Günlük tutmayı bıraktıktan sonra da konuşmaya devam ettim onunla. Beni en çok ve en sadık biçimde dinleyendi. Gerçekten kulak veriyordu anlattıklarıma. İstendiği anda yerindeydi ve hiçbir zaman sırtını dönmedi. Yalan yere ilgileniyormuş gibi görünmedi, kibarlık yapmaya da kalkışmadı hiç. Sözümü kesmedi ve dinledi söylediklerimi sonuna dek. Onunla konuşurken geniş ovada bir arap atını dört nala sürüyordum hep. Yalnızca meraklı değildi, sabırlıydı da. Başkalarıyla konuşurken gösterdiğim sabrı, ben konuşurken bana karşı gösteren biriydi; fazlasıyla şaşırtıcıydı bu yönüyle. Elbette insanın işini kolaylaştırmıyordu bu durum. Çünkü karşısındakini anlamak gibi bir üstünlüğü bulunduğundan, aldatabilmek olanaksızdı bu dinleyiciyi. Şeytanca diyebileceğim bir yanı da vardı: Hiçbir şeyi kaçırmıyor, atlatılmasına olanak tanımıyordu. En küçük ayrıntıyı bile aklında tutuyor, kurcalıyor; karşısındaki yapaylığa, aldatma yoluna sapar sapmaz, tüm hiddet ve şiddetiyle bu ayrıntıya dönüyordu. Kırk yılı bulan yaşamımda şahsen bundan daha tehlikeli bir konuşma arkadaşıyla karşılaşmadım.
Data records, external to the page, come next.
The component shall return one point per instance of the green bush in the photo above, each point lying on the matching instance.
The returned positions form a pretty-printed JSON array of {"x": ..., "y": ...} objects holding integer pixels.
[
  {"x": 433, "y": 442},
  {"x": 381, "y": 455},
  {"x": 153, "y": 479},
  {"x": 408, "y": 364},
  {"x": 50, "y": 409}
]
Elias Canetti’den de yardım alarak ancak açıklayabildiğim, herhangi bir kuramı savunmayan, hiçbir buluşuyla övünmeyen bu ‘kişi’nin, iktidar hırsının ya da kendini beğenmişliğin kıpırdanışlarına ilişkin sezgisi çok güçlüydü. Bütün zaafiyet anlarımda kulaklarımda ve çene kemiklerimde patlayıveren bir çınlaması vardı. Onu biliyor, fakat tanımıyordum. Oysa o beni çok iyi tanıyordu. Onun, yani ikinci Ben’in birincisini tanıması, kuşkusuz, çok işime yaradı.

Kamuoyu önünde ilk kez itiraf ediyorum onun varlığını. Kırk yaşıma girerken, ona, dostuma teşekkür etme zamanı geldi çünkü. Ötekiler, insana her şeyi aşırı kolay gösteriyor, kandırılmak gibi kösnül bir duygu aşılıyorlar. Bilincimin ikiyüzlülüğüyle ve kendimi aklama çabasıyla onlara ne anlatmışsam, bana aynı bilinci iade ediyorlar: Yapacak bir şey olmayışından, benim elimden gelenin en iyisini gerçekleştirdiğimden, asla art niyet taşımayışımdan vs. dem vuruyorlar. Oysa, hayır! Ben elimden geleceklerin hepsini yapmadım, kesinlikle iyi niyet taşımıyorum, hırstan aklımı kaybedebilirim ve işte dudaklarımı ısırıyorum! Ama bu acımasız dost, şakacı ve neşeli bir ifadeyle insanın taktığında kendini önemsediği kötülük maskelerini indiriyor ve karşısındakine aslında hiç de ‘ilginç’ olmadığını gösteriyor. “Tatlım, feci görünüyorsun. Şimdi o dudaklarını yerine koy ve gidip kafanı soğuk suya sok!” 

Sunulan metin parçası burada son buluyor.